Strong Customer Authentication
What is going to change for hoteliers from 14th September?
On 14th September 2019, new rules for authenticating online payments will enter into force in Europe as according to the second Payment Services Directive or PSD2. The proposal dates back in 2015 and it has the aim of better protecting consumers when they pay online and promoting the development of online and mobile payments.
What is the Strong Customer Authentication?
One of the main implications of PSD2 is the introduction of the Strong Customer Authentication (SCA), a safety standard that will improve security in the payments sector. Basically, asking for a client’s credit card is not secure enough for online transactions, so additional steps are required.
The main point of SCA is the two-factor authentication. SCA requires to authenticate the payment with at least two of the following three elements.
- Something the customer KNOWS (e.g., password or PIN)
- Something the customer HAS (e.g., phone or hardware token)
- Something the customer IS (e.g., fingerprint or face recognition)
Banks will need to decline payments that require SCA and don’t meet these criteria.
When is SCA required?
The new security standard requires that payment service providers use Strong Customer Authentication when:
- The card issuer is European. The card issuer is not the credit card provider (VISA, MasterCard, AMEX) but the bank itself. For this reason, the “nationality” of the end customer doesn’t really matter.
- The acquirer is European. In this case, it’s typically the hotelier’s bank.
Who will SCA affect?
SCA will affect any business that receives online payments from their customers. For this reason, the hospitality sector needs to be up to date. In the hotel sector it will particularly affect businesses that charge the guest at time of booking. In other words, in the case of non-refundable rates and payments made at the time of booking.
Keep in mind that hotels will not undergo inspections or receive fines if they don’t apply PSD2. The only responsibility that hoteliers will have with online direct sales will be to choose the correct payment platform, which has to be adapted to PSD2.
What should property owners do?
As we said, the new regulation requires primarily payment gateways and the banking sector to adapt. To keep it simple, hoteliers and property owner won’t have to “do” anything, apart from choosing the right payment service provider.
When a property receives a booking, there could be 2 scenarios:
- Refundable booking: the customer pays at the hotel and there is no online transaction. In this case, PSD2 does not apply.
- Non-refundable booking: the hotel should use an online payment gateway that will verify the customer’s double authentication for those transactions that require the application of PSD2.
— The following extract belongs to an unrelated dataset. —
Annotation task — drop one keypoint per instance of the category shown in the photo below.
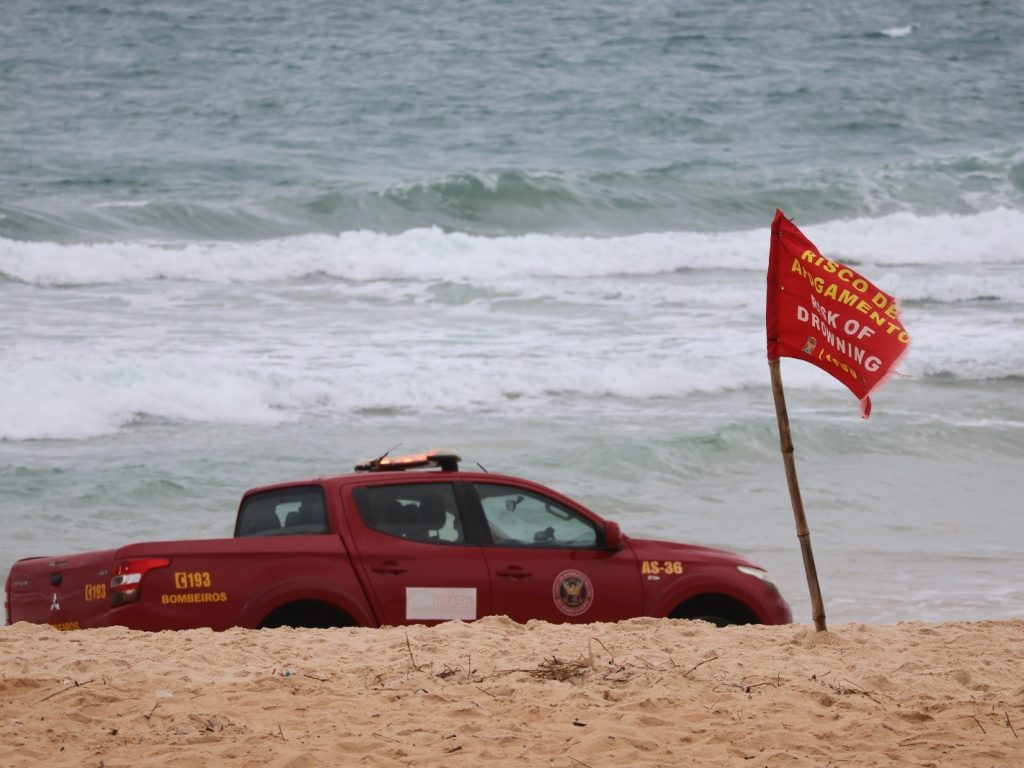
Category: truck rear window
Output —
(284, 512)
(421, 512)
Can a property use a card reader to charge cards received from an online booking?
There are two more particular situations that we need to consider:
– Non-refundable bookings without an online payment gateway (payment is taken manually at the hotel).
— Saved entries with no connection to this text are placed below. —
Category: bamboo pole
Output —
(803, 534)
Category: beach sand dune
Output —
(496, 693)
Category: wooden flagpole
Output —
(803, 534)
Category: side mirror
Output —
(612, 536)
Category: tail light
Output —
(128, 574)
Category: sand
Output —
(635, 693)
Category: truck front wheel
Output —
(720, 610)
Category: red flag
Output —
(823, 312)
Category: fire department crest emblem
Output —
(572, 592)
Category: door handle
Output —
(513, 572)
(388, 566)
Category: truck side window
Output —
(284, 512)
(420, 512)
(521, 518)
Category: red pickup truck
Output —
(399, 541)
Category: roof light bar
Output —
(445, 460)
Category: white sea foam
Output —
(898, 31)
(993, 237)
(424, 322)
– No-shows or cancellations outside of the allowed period
When the property receives the card details from the internet and the transaction has the requirements to apply PSD2, the guest needs to confirm it through double authentication. For this reason, a host can NOT manually charge a card using a card reader as he will not have double authentication from the customer.
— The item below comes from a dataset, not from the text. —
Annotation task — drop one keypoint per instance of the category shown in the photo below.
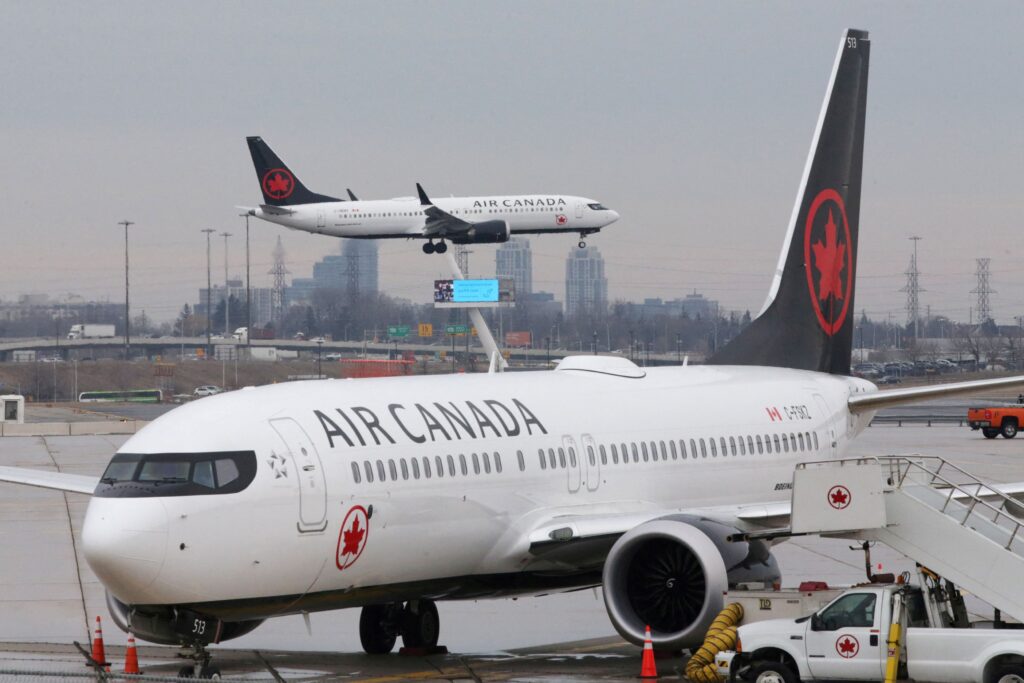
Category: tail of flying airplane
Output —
(807, 321)
(280, 185)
At the moment, one solution to this situation would be to receive the payment via telephone or mail. As we’ll see later, bookings made by telephone or by email (MO-TO) are exempt from SCA. In this case, the property will be able to receive payments by configuring the card reader to MO-TO. However, this solution is viable only in the short term, especially if the hotelier experiences a lot of chargebacks.
To sum up, if a property is not currently using an online payment gateway to take payments, we suggest starting using one. In the future, taking payments using a physical credit card reader with a card linked to an online booking will become more complicated.
Exemptions to Strong Customer Authentication
These types of transactions should be free from PSD2:
– Transactions below €30 will be considered “low value” and SCA may not apply.
– Customer that makes a series of recurring payments for the same amount, to the same business. The first payment requires SCA. The next charges may be exempted from SCA.
– Transactions made collecting Card details over the phone or via mail (telephone or mail sales)
– Using “lodged” cards to make payments (e.g., where a corporate card used for managing employee travel expenses is held directly with an online travel agent) and corporate payments made using virtual card numbers.
Note that Payment providers (like Stripe) will be able to request these exemptions when processing the payment. The cardholder’s bank will receive the request, assess the risk level of the transaction, and ultimately decide whether to approve the exemption or not.